A 「所定労働時間が7時間の場合、所定労働時間外の1時間については別段の定めがない場合には、原則として通常の労働時間の賃金を支払わなければならない。
 ただし、労働協約、就業規則等によって別に定められた賃金額がある場合にはその額で差し支えない。」とする行政通達があります。
 しかし、裁判例等を考えた場合、少なくとも通常の時間当たり賃金(質問の場合はその半額)を支払うこととするのが妥当と考えられます。

〔解説〕

 所定労働時間を超え法定労働時間に至るまでの労働(以下「法内残業」ということにします。)に対する賃金について、「いくら支払わなければならない」という法的な定めはありません。
 法的な明文の定めがないことから「支払義務はない」とする考え方を含め、法内残業に対する賃金については、次の4種類の答が考えられます。

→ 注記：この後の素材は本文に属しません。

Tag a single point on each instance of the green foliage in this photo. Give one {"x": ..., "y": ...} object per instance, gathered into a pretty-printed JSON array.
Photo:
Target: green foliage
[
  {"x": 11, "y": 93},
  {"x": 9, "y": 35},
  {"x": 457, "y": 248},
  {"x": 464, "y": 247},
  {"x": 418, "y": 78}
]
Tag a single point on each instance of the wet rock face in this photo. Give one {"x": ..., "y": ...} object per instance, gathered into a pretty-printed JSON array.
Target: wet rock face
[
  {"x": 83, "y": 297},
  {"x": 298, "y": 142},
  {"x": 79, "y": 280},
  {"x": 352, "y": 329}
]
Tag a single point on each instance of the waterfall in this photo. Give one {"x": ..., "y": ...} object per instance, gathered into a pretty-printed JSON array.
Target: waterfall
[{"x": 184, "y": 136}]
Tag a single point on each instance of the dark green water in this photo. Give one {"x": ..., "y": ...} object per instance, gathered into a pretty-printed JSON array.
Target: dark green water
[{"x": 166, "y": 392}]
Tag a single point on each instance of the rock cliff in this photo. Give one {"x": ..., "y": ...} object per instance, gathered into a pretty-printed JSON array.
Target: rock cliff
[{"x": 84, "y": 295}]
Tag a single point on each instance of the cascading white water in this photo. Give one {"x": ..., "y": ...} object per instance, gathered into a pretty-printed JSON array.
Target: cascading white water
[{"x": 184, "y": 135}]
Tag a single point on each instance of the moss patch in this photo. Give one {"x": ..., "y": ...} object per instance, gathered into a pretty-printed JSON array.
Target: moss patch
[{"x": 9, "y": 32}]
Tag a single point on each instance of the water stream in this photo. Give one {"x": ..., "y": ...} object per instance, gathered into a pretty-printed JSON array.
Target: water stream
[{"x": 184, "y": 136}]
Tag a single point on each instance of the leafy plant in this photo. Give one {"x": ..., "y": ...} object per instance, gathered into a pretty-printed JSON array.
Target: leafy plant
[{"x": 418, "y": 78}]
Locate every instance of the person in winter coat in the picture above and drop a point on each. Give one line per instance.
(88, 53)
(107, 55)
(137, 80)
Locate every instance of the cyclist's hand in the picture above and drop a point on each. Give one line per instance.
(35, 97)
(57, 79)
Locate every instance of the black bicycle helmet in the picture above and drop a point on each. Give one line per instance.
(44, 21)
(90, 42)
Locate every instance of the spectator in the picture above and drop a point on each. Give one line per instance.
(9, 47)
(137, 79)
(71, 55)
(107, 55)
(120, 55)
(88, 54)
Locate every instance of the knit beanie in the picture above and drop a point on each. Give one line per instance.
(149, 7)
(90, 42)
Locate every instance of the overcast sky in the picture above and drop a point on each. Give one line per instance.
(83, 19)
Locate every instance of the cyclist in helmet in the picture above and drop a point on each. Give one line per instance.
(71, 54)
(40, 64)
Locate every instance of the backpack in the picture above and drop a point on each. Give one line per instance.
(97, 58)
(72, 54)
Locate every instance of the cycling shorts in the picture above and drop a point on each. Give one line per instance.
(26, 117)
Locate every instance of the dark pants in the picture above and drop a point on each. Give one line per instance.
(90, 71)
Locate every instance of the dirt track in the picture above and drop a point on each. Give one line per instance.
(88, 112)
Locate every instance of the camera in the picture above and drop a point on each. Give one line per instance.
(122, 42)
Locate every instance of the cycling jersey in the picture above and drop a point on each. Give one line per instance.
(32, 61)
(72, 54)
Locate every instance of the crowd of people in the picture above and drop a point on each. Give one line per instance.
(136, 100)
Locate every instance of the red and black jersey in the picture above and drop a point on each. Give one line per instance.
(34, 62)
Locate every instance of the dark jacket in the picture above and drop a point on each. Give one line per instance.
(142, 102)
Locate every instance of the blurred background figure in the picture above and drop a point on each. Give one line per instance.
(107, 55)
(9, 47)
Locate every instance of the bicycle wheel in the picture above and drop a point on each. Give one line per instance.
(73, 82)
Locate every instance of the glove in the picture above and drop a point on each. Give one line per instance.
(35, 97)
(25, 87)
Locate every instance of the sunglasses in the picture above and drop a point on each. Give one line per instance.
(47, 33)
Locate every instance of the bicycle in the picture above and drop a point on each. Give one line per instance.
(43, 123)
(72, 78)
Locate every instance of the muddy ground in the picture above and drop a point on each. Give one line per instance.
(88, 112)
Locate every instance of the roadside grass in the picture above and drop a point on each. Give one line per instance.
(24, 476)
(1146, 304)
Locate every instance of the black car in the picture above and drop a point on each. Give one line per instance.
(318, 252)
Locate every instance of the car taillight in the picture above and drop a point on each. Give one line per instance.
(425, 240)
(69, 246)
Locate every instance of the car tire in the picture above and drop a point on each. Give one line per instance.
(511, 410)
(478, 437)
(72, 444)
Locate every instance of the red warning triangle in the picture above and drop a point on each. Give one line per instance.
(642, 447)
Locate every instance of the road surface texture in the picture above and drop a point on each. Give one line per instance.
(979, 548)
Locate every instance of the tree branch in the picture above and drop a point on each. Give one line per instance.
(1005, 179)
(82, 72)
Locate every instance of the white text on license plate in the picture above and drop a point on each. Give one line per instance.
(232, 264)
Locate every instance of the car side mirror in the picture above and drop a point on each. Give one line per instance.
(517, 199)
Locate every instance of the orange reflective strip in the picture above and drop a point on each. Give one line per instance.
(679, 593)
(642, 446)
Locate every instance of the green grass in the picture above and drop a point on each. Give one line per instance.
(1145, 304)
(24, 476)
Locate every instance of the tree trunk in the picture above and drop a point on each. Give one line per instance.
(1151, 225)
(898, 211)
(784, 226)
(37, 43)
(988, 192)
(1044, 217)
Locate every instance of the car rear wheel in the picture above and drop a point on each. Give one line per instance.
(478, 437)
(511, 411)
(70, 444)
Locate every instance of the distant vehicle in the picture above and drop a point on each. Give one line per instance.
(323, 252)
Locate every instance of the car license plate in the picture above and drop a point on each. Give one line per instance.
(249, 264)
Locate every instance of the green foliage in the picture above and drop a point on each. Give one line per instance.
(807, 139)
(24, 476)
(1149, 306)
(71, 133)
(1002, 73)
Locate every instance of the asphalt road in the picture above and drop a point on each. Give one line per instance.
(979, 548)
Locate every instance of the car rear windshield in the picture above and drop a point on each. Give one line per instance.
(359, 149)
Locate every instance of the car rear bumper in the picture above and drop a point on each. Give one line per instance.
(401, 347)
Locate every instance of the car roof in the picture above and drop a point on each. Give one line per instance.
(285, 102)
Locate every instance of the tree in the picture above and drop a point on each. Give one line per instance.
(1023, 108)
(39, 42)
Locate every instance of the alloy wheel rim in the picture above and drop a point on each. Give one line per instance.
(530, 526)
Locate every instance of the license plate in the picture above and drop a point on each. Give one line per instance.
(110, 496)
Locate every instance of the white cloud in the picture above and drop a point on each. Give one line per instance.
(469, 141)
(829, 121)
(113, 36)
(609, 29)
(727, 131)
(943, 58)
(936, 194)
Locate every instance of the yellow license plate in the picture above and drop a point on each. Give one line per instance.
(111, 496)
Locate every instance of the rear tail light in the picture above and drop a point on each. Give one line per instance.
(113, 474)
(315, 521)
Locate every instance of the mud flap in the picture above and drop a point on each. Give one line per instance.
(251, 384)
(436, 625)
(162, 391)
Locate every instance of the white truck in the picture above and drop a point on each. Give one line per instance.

(1)法内残業に対する賃金については、これを支払えと定めた法令はなく、支払義務はない。
(2)就業規則等によって定めた賃金額で差し支えない(行政通達の見解)。
(3)少なくとも最低賃金額は支払わなければならない。
(4)通常の労働時間の賃金(1.0)を支払わなければならない。

 それぞれの考え方について、簡単に検討してみましょう。

1 法内残業に対して支払うべき賃金に関する検討

(1)支払義務なし

 この見解は、

 法内超勤に対する残業手当不支給の合意は、時間外労働割増賃金を規定した労働基準法第37条に違反せず、その他法令の明文の規定にも違反しないから有効である(要 旨)。
 (ふどき事件 平成9.11.12 大阪地裁判決)

という考え方です。

 つまり、法定労働時間を超える時間外労働に対しては労働基準法第37条が割増賃金を支払えと規定しているから割増賃金を支払わなければならないが、法内残業については法は何も定めていないから、労使が合意すれば、不払いも可能であるとするものです。